COVID-19: Resources and Useful Links

The College continues to monitor emerging literature relevant to our Radiology and Radiation Oncology members. The resources identified include key links to educational material on imaging findings and links to information on how to prepare your service or practice to cope with the challenges presented by COVID-19. 

This is an evolving situation and multidisciplinary advice and research will continue to be updated. We encourage you to closely follow the advice of your local Health Departments.

Resources for Members

Clinical Radiology Resources

Last updated 30 March 2020

Please find below a list of resources to assist radiology departments. Please note these documents are intended to be helpful resources and not an exhaustive guide. Please refer to jurisdictional information for regular updates:

  • COVID department preparedness checklist Download
  • Procedure for Covering Injection Pump and Associated Non–Disposable Injector - related equipment Download

RANZCR’s Standard of Practice for Clinical Radiology specify monitor and working station requirements for radiologists. The following documents have been developed in consultation with the ACPSEM and its Radiology Specialty Group to support individual radiologists who may be asked by their employers to work from home-based work environments due to quarantining and social distancing for COVID-19. They are a guide only. 

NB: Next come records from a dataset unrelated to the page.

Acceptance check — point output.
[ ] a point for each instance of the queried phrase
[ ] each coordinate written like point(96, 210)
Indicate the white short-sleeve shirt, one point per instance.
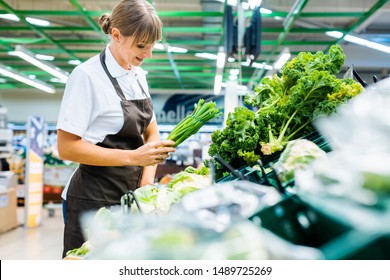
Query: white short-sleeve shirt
point(90, 106)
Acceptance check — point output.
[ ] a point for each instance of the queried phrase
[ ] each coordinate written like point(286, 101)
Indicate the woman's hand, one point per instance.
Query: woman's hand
point(153, 153)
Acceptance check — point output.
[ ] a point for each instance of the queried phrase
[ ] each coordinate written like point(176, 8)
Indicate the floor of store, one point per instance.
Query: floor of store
point(40, 243)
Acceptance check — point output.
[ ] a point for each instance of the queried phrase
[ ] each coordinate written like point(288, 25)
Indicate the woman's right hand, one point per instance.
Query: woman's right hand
point(153, 153)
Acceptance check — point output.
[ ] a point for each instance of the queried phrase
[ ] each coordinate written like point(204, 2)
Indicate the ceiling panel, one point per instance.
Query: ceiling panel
point(196, 26)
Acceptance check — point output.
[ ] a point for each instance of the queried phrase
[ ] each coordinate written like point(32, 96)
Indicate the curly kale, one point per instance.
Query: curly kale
point(287, 105)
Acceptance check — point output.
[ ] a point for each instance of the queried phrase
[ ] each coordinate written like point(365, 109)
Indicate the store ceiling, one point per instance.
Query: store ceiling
point(196, 26)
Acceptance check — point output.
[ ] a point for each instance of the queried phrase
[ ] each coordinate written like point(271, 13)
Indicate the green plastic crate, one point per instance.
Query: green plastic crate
point(340, 230)
point(299, 223)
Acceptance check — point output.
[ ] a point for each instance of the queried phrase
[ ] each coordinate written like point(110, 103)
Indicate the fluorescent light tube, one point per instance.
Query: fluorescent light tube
point(221, 58)
point(39, 22)
point(9, 72)
point(359, 41)
point(177, 49)
point(74, 62)
point(206, 55)
point(44, 57)
point(46, 66)
point(282, 59)
point(217, 84)
point(34, 21)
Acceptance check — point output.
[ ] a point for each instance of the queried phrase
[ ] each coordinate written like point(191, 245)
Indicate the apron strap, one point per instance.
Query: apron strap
point(112, 79)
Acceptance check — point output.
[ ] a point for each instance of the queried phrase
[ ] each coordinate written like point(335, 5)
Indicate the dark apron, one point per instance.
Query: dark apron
point(93, 187)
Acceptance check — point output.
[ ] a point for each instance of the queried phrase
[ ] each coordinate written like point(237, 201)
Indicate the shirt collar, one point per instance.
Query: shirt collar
point(113, 67)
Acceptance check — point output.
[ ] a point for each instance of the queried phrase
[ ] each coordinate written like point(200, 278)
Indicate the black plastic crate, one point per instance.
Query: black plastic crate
point(301, 224)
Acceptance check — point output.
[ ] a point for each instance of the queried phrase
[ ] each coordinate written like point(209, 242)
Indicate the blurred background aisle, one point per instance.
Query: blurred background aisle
point(40, 243)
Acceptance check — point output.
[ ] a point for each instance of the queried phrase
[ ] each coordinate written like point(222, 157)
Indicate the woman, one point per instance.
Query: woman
point(106, 120)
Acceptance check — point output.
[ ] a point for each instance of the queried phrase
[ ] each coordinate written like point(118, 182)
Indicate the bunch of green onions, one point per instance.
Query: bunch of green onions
point(203, 112)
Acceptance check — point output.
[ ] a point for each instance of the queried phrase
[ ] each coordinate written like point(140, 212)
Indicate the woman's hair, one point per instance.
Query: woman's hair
point(136, 18)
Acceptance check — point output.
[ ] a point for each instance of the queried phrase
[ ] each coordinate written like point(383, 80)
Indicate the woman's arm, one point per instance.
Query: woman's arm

  • Workstation self-assessment recommendation checklists Download
  • TG-18QC test pattern Download
  • Guidance for monitor requirements from the Australasian College of Physical Scientists and Engineers in Medicine (ACPSEM) Download  
  • List of consumer grade monitors that meet ACPSEM requirements  Download  
    (to be used as a guide only, not an exhaustive list of what is available) 


The list of consumer grade monitors that meet the ACPSEM requirements is not exhaustive and serves only as a guide. RANZCR believes it is the responsibility of employers to ensure that radiologists working in home-based environments have access to appropriate diagnostic grade monitors that overall meet the standards as specified in RANZCR’s Standards of Practice for Clinical Radiology. 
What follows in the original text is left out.